Lent Devotion for April 6
Part of our Lent Devotion series, written by Dr. Dan Sharp, Minister of Worship. (Subscribe)
"My Soul is Exceedingly Sorrowful"
Reader: "Sit here…"
Response: "…while I go over there to pray.”
SCRIPTURE: Psalm 69:20
20 Their insults have broken my heart,
and I am in despair.
If only one person would show some pity;
if only one would turn and comfort me.
SCRIPTURE: Matthew 26:36-38
36 Then Jesus went with them to the olive grove called Gethsemane, and he said, “Sit here while I go over there to pray.” 37 He took Peter and Zebedee’s two sons, James and John, and he became anguished and distressed. 38 He told them, “My soul is crushed with grief to the point of death. Stay here and keep watch with me.”
Reader: “The word of the Lord."
Response: “Thanks be to God.”
SOME THOUGHTS:
All of us have had those times of dread of some event from which there was no way out. In college it was final exams. Maybe it’s a meeting with the IRS letting you know you’ve been audited, or anticipating the date of an upcoming surgery. There are any number of events that can produce the “dread.” In Jesus’ case of going to the cross, the intensity was ratcheted up considerably. He took His three closest friends with Him to pray and to physically be with Him in His hour of need. He knew full well what lay ahead. It would seem that His grief and anguish not only concerned the physical torture and pain but perhaps more so in bearing the sins of the entire world and experiencing the full force of God’s wrath toward sin. As I think about Jesus’ situation, it occurs to me it is something we can not possibly comprehend. Jesus had the power of God and could have called thousands of angels to His defense. His forces could have wiped out the Roman guard. Having the power to immediately make the situation entirely different, and not using that power, but going through a ghastly torture because it was the only way to rescue a rebellious people and doing so because you loved them, is beyond our ability to grasp! There is also another aspect to the sorrow. It is more simply. It is the sorrow of rejection. It wasn’t simply that the people rejected Jesus, the sorrow was also for what they were missing because of their rejection. The life that God had designed for them was being pushed aside. There was sorrow because they didn’t know what they were missing and had the only hostile reaction when the subject was even approached. That brings sorrow. When we apply that concept in relation to bringing restoration to the whole created order, we can only begin to get a glimpse perhaps of what Jesus was feeling and processing. In this situation, the disciples even missed out on the “ministry of presence,” that is, simply sitting there quietly with Jesus, saying nothing, like the first week of Job’s three visitors. The best part of their help to Job was when they were physically present and said nothing. The depth of our Savior’s love is truly hard to grasp.

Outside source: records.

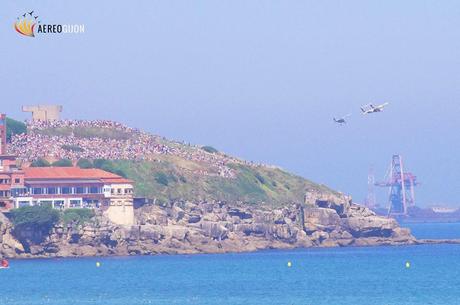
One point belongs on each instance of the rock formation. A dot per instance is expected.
(212, 227)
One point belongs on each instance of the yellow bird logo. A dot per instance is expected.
(25, 26)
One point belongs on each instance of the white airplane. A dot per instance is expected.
(369, 108)
(342, 119)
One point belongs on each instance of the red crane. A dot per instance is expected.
(401, 187)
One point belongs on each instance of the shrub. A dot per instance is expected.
(162, 178)
(63, 163)
(78, 216)
(73, 148)
(14, 127)
(85, 163)
(108, 166)
(40, 163)
(209, 149)
(40, 218)
(260, 178)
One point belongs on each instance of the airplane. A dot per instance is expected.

Gethsemane, Carl Heinrich Bloch
MUSIC: Tomás Luis da Victoria, "O Vos Omnes” by Central Washington University Chamber Choir
PRAYER:
O Thou whose eternal love for our weak and struggling race was most perfectly shown forth in the blessed life and death of Jesus Christ our Lord, enable me now so to meditate upon my Lord’s passion that, having fellowship with Him in His sorrow, I may also learn the secret of His strength and peace. I remember Gethsemane: I remember how Judas betrayed him: I remember how Peter denied him: I remember how they all forsook him and fled: I remember the scourging: I remember the crown of thorns: I remember how they spat upon him: I remember his pierced hands and feet: I remember his agony on the cross: I remember his thirst: I remember how he cried, “My God, my God, why hast Thou forsaken me?”